We wander about for a few minutes and decide to forget about the castle, we’ve had enough climbing. We find a nice small cafe and get some lunch at a street side table. Finished, we head back down on the funicular.
After figuring out the automated ticket kiosk (always a fun exercise when there are instructions only in Italian), we head down some stairs and get on the top carriage of the funicular. It has a few stops before we get to the bottom and get off to start the trek back to the apartment.
Of course, we(I) miss-count the number of stops and don’t realize that we have reached the bottom until the carriage starts back up. So we ride back up to the top. (At least we weren’t climbing steps again.) Laughing (we must be the only people who climb to the top of the funicular and then on the ride down, miss the bottom and have to ride back up), get to the top and since the funicular won’t be leaving for another 10 minutes and we have to buy more tickets to ride down, we decide to head for the castle. We really are dopes today.
We head off to find the Castel Sant’Elmo which, of course, is uphill from the top of the funicular. As we trudge along, we meet an Italian man who starts chatting us up and eventually tells us that his brother is a cameo maker with a shop a the top of the hill. I don’t think that we looked that much like easy marks but we were the only ones on the street that he could approach.


At any rate, he brings to the shop and introduces us to his brother who actually makes the cameo.
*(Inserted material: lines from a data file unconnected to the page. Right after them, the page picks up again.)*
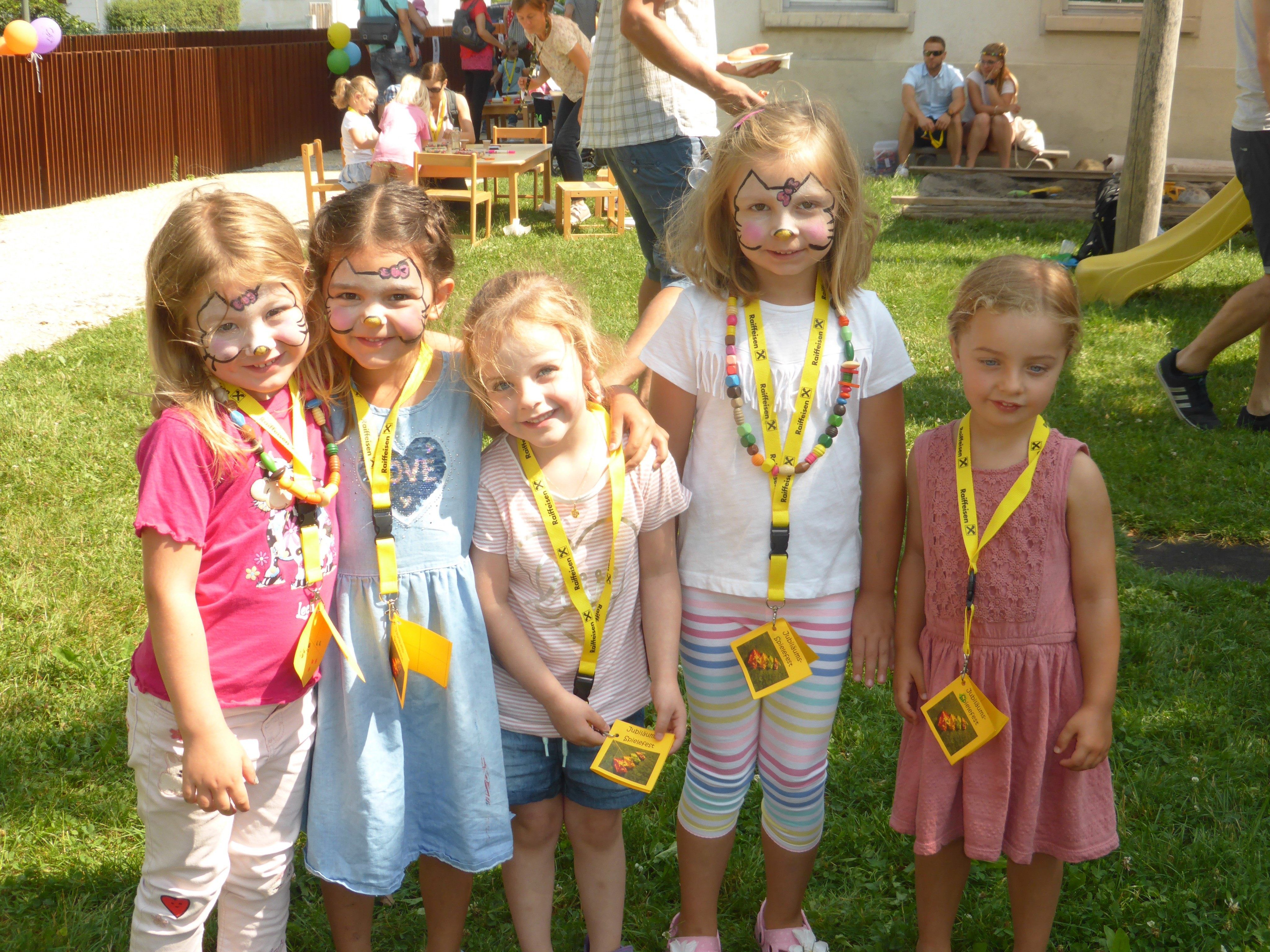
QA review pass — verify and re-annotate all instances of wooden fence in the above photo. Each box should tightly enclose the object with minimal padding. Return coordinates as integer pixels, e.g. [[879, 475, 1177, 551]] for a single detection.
[[0, 30, 378, 214]]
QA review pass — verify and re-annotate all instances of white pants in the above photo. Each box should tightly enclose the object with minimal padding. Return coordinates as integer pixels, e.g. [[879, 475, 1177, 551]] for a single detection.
[[128, 682, 315, 952]]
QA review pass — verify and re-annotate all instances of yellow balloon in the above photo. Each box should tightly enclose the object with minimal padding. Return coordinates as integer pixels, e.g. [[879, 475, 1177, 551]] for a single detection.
[[326, 23, 353, 50], [4, 20, 39, 56]]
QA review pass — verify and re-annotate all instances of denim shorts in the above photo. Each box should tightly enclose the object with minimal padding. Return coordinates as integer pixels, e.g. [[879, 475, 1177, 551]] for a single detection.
[[503, 710, 644, 810], [597, 136, 701, 288]]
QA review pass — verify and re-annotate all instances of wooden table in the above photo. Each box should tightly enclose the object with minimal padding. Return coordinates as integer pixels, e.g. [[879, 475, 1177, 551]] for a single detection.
[[421, 142, 551, 221]]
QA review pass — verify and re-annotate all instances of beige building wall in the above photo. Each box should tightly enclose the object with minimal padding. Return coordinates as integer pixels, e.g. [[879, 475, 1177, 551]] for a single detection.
[[715, 0, 1236, 165]]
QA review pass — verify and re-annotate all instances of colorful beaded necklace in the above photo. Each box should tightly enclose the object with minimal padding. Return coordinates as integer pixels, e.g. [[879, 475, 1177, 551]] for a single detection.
[[212, 386, 339, 505], [724, 290, 860, 469]]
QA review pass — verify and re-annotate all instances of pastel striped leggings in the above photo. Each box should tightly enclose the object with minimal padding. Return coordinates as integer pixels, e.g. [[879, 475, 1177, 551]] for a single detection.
[[678, 586, 855, 853]]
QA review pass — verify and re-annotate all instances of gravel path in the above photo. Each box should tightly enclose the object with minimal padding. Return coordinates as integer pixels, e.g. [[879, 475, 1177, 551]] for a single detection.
[[0, 151, 339, 360]]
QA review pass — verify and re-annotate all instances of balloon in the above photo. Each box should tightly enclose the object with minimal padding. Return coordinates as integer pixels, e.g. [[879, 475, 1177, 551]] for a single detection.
[[4, 20, 39, 56], [30, 16, 62, 56], [326, 50, 349, 76], [326, 23, 353, 50]]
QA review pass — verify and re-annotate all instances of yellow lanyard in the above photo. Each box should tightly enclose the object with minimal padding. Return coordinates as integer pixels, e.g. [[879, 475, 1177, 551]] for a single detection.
[[213, 377, 313, 478], [745, 277, 829, 613], [954, 412, 1049, 674], [517, 404, 626, 701], [353, 344, 432, 604]]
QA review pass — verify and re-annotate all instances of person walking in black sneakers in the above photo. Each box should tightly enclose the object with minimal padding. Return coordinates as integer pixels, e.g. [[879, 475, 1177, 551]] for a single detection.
[[1156, 0, 1270, 433]]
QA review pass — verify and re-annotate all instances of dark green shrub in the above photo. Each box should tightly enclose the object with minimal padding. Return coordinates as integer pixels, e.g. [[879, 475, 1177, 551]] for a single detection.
[[0, 0, 96, 36], [105, 0, 239, 33]]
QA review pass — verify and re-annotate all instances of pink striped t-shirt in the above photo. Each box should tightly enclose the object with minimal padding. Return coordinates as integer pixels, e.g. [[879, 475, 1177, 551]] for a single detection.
[[473, 437, 688, 738]]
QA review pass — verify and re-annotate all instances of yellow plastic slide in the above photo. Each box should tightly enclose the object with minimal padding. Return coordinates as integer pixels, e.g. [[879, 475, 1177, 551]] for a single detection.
[[1076, 179, 1252, 305]]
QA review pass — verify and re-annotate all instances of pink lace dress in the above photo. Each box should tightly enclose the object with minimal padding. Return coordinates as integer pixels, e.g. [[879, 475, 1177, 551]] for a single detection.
[[890, 421, 1119, 863]]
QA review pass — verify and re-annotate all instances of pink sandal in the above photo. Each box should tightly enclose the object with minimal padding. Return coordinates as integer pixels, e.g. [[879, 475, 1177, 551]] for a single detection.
[[752, 899, 829, 952], [665, 913, 726, 952]]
Over the next 15 or 20 minutes, he explains the whole process of making a cameo, from the selection of the type of shell to make the cameo to the techniques that he uses to carve to scenes. It’s a fascinating visit and in the end we do buy a small cameo for Ayron. Everyone ends up happy. On to the castle.
The Castel Sant’Elmo sits on the highest spot in Napoli and has a commanding view of the Gulf of Naples and the surrounding area. To south is the majestic volcanic cone of Mount Vesuvius that buried Herculaneum and Pompeii in 79 AD. Built between the 1200’s and the mid 1500’s, it has survived intact and now is a museum open to the public.

But the view is what really makes the climb worth the effort. And today is a beautiful postcard day with a brilliant blue sky and almost no clouds save the few flitting around the summit of Vesuvius. We take our pictures and visit the museum and then it’s back to the funicular.
This time, we ride to the bottom and get off at the bottom which seems like an accomplishment considering the way the rest of the day has gone. Along the way we stop at the Galleria Umberto I

which we had visited when we first came to Napoli many years ago. At that time it was beautiful cross-shaped building that was a bustling shopping center. Today, it is a UNESCO World Heritage site that has fallen on hard time. There are almost no stores or people which is sad considering how beautiful the architecture is. Time marches on.
We slowly make our way back to the apartment and call it a day. The air conditioning hasn’t been fixed but the apartment is cool and the fan more than suffices. Later, we’re back on the street for dinner and a gelato night cap. Tomorrow, an early flight to Sicily.